Thornaby boss says decision to axe female section ‘more to do with gender’

Beth Mead, Bethany England and Tanni Grey-Thompson have hit out at the decision.

Thornaby is a football club based in Stockton in County Durham
Thornaby is a football club based in Stockton in County Durham (Jane Barlow/PA)

Thornaby Women manager Abbey Lyle believes gender is a factor in the club’s decision to withdraw their ‘entire female section’.

Thornaby FC, based in Stockton in County Durham, announced on Sunday that following an emergency meeting the decision was taken to axe all of the club’s female teams, which range from youth squads through to senior level.

A further statement was published by club chairman Garry Morris on social media, asking the board to “reconsider” their decision.

Lyle completed her first season in charge of the women’s senior side, where they finished third in the North East Regional Women’s Football League – tier six of the football pyramid.

“We’ve had the most successful season, it was mine and Claire’s (Streeter) first season in charge. We’ve pulled players from all over the north east really to come and play for us,” Lyle told PA news agency.

“We really sold them Thornaby, they’re a community club and people travel far to come and play for this club.

“We’ve had a great season, we got to a cup final at the Riverside. Granted we got beaten, but we were playing a team that’s competing against the likes of Middlesbrough, York, Leeds, we’re at the Riverside, we sold 800 tickets.

“We narrowly missed promotion and that’s in our first season. It’s nothing to do with our positioning, it’s more to do with – I hate to say it – but it’s more to do with gender because there’s no other reason for it. I can’t see any other reason other than that, unfortunately.”

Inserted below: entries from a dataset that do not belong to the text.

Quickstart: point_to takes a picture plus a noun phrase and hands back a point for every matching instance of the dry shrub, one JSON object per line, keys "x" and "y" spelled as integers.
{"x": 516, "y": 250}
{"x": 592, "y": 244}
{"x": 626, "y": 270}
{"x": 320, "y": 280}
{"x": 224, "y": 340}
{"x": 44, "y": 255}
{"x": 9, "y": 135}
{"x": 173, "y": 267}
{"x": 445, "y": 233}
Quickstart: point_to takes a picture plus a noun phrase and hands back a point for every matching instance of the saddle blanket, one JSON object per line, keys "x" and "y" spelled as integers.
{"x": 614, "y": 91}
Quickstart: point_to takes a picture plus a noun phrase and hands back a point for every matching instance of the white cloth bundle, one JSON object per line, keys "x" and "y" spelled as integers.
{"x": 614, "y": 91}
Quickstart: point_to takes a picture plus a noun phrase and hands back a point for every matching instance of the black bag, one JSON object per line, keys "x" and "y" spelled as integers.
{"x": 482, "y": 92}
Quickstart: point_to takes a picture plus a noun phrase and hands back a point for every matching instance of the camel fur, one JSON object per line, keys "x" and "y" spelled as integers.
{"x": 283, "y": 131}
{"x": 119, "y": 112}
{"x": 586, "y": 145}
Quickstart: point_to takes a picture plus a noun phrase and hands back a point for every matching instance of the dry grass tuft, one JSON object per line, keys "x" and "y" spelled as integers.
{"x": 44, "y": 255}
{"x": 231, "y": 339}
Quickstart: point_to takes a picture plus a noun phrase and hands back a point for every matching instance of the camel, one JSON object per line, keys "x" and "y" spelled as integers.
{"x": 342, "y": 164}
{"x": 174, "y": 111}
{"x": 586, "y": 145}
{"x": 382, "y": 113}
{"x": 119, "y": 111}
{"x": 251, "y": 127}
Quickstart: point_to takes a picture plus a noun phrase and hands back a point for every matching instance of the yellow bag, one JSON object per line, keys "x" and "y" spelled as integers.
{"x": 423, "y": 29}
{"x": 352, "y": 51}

Lyle found out about the news on Saturday night and Thornaby Women’s social-media pages announced the axing the following day, adding that “over 100 girls” would be left without a club.

“I think they’re absolutely floored,” Lyle said.

“It ranges between the ages, the children, the really young ones, they’ll recover from it because they’re young enough not to be affected by all the social media and their parents will take them to another club and hopefully that club will support them.

“But as you gradually get up the ages, the under-15s are a really good team, they’ve won everything in sight this season, same as the under-18s. They’re young and they see social media.

“The women, it’s different, we’re all friends at the women. A lot of them do it for mental health, we’ve got firewomen, paramedics, policewomen, they do it to get away from life.

“They come and see their friends, have a laugh, play sport. It’s affected everyone differently and we’ve had to approach it differently to every age group I suppose.”

The withdrawal has attracted criticism from all corners of the sporting world, with 11-time Paralympic gold medallist Baroness Tanni Grey-Thompson labelling the decision on X as “so sad”.

Lionesses duo and Euro 2022 winners Beth Mead and Bethany England were also critical. Mead spent six years as a youth player at Middlesbrough’s Centre of Excellence and believes Thornaby’s young players “deserve better”.

“Disgusted to see this decision, the women’s game is on the up but we still have committees making these horrible decisions,” the Arsenal forward posted on X.

“It’s not good enough, these young girls deserve better. I’d love to send the team a signed England shirt to keep them inspired.

“If I can help with anything do reach out, us women need to stick together, Thornaby FC Women. #football4all.”

Tottenham forward England said on X: “Saddened and disgusted to be reading this. The fight for women to keep their place at the table is a never ending battle.

“This should not be happening, these women and girls deserve better! My thoughts go out to everyone involved at the club, players, staff and volunteers.”

Thornaby have also received an outpouring of support from other grassroots clubs on social media and Lyle admits the response has been “amazing”.

“Seeing the likes of Beth Mead, Bethany England, Tanni-Grey Thompson, all of these people I’m lost for words,” she said.

“We grew up playing against the likes of Beth Mead and some of our girls played with her. For her to help, reach out and share her support just shows we’re a community and we stick together.

“It’s about the community as a whole and the messages are insane, it’s amazing. I don’t want six people to put a dampener on how far women’s football has come because it’s come a massive way.

“We can’t thank England Women enough for what they’ve done and all the teams in the north east, your likes of Sunderland, Newcastle, Durham and Middlesbrough making their step up, it’s class.

“I love every minute of it and I can’t thank them enough.”

The Football Association said it was “very disappointed” by the decision that had been taken and a spokesperson for the national governing body said: “In recent years, we have seen unprecedented growth across the women’s and girls’ game in this country, and we are fully committed to ensuring all women and girls can access and play the game – whether that be in schools or in their local community.

“We are currently supporting North Riding County FA who are in contact with the club to see if a suitable resolution can be agreed.”